Myocardial deformation measurements using two-dimensional speckle-tracking echocardiography (STE) are known to vary among vendors. The intervendor agreement of three-dimensional (3D) deformation indices has not been studied. The goals of this study were to determine the intervendor agreement of 3D STE–based measurements of left ventricular (LV) deformation parameters to investigate the intrinsic variability of these measurements and identify the sources of intervendor differences.

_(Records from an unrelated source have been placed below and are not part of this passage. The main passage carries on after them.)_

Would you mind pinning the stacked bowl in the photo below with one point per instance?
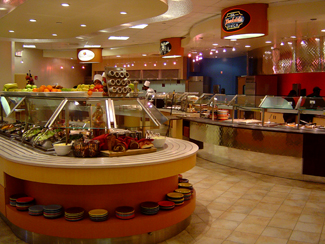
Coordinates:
(149, 208)
(177, 198)
(186, 192)
(36, 210)
(98, 215)
(166, 205)
(53, 211)
(125, 212)
(74, 214)
(23, 203)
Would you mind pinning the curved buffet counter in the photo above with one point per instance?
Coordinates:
(281, 151)
(92, 183)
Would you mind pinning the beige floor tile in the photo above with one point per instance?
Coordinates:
(286, 215)
(270, 240)
(227, 200)
(283, 223)
(241, 237)
(272, 200)
(262, 213)
(267, 206)
(219, 206)
(277, 232)
(309, 227)
(290, 209)
(240, 209)
(252, 197)
(250, 228)
(305, 236)
(208, 240)
(217, 233)
(233, 216)
(315, 219)
(251, 219)
(225, 224)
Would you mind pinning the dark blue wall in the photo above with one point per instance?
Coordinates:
(230, 67)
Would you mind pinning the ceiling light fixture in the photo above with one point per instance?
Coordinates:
(121, 38)
(29, 46)
(142, 26)
(92, 46)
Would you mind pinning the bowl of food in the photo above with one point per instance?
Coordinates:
(62, 149)
(158, 141)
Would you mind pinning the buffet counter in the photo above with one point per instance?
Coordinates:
(93, 183)
(281, 151)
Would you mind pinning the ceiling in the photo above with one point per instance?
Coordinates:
(197, 21)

Real-time full-volume images obtained in 30 subjects with normal LV systolic function using two vendors’ equipment (V1 and V2) on the same day were analyzed by two independent observers using two software packages (S1 and S2). Agreement between three technique combinations (V1/S1, V2/S2, and V1/S2) and their intrinsic reproducibility (interobserver and intraobserver agreement) were assessed using intraclass correlation coefficients. Parameters of LV deformation included global longitudinal strain, twist, 3D displacement, and 3D strain and its radial, longitudinal, and circumferential components.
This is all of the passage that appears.